Griebel noted that when state leaders came together to prevent the closure of the Groton submarine base in 2005, “One of the things we heard is, ‘Well, who’s doing that in insurance? Who’s doing that for health care? Who’s doing that for higher ed?’”
Patricelli offered an example of the sort of collaboration the council is aimed at fostering. After Gov. Dannel P. Malloy’s administration convinced the Maine genomic research firm The Jackson Laboratory to build a campus in Farmington (with the help of nearly $300 million in state assistance), Patricelli got to know Jackson’s CEO, Dr. Edison Liu. That led to plans between Patricelli’s company and Jackson to work together on projects in reproductive sciences.
Speaking at the launch Wednesday, Malloy said that “for too long, Connecticut ignored its weaknesses and it ignored its strengths. And we did that in an environment where we were constantly being punished for both.”
He noted that the long-term goal of the council is to grow the state’s economy, and said the state is seeking to build on its $864 million investment in bioscience based at the UConn Health Center, the strengths of Yale, and ability to attract Jackson.
“We want to win some of the competitions that we were always in but that we ignored,” Malloy said.
MetroHartford Alliance has since 2003 been promoting the insurance and financial services industries, and spent close to four years searching for a way to promote health care. For a time, the group considered creating a clinical trials “supersite” that combined the forces of the area’s hospitals, but it didn’t work out.
Health care has been one of the few growth areas of the national economy, and Hartford isn’t alone in seeking to build on its health care sector. So how can the city and state compete with the other places trying to capitalize on an industry that can count just about everyone as a customer?

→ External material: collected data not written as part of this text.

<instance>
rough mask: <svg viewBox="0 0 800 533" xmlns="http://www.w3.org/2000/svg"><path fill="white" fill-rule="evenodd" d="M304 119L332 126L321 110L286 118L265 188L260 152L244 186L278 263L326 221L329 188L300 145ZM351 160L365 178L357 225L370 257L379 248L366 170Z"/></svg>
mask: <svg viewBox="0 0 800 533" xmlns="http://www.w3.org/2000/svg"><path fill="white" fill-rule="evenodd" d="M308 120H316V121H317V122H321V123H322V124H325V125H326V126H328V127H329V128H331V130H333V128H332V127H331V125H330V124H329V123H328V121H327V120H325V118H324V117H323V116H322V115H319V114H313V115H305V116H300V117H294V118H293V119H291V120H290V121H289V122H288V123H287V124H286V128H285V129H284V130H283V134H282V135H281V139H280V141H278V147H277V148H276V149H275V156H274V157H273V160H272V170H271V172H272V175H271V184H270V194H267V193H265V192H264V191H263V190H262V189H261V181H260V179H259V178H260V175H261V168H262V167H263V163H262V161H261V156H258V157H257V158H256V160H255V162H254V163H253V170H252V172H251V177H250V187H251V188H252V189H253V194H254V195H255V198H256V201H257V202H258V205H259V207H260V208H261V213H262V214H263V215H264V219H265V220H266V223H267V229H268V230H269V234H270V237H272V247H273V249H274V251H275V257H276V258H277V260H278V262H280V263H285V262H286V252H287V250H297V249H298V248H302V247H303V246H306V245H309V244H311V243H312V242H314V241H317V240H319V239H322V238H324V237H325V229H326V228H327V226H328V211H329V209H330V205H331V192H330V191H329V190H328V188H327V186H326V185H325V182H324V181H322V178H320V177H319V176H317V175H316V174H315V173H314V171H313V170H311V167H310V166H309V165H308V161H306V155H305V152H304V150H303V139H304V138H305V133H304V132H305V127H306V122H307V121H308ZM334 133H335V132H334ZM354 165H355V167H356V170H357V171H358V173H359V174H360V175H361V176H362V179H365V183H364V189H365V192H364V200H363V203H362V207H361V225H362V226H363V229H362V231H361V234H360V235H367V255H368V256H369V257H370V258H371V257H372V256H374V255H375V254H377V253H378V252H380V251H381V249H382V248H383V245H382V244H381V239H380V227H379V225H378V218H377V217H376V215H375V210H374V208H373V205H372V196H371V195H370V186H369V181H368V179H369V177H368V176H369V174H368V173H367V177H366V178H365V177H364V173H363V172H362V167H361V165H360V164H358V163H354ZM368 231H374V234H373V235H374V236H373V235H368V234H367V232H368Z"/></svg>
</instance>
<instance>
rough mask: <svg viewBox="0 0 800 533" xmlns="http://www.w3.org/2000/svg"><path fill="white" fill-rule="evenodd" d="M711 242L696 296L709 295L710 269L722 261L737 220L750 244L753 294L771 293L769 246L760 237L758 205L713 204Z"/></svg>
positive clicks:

“There’s a little bit of show business in this,” Griebel said. “We declare ourselves the insurance capital. People used to say we used to be. We’re saying, ‘No, we never gave that up. We are the insurance capital.’”
Ultimately, Griebel said, the industry needs promotion. “If you don’t go out and talk about yourself … If we don’t talk about Hartford, Nashville’s certainly not going to talk about Hartford.”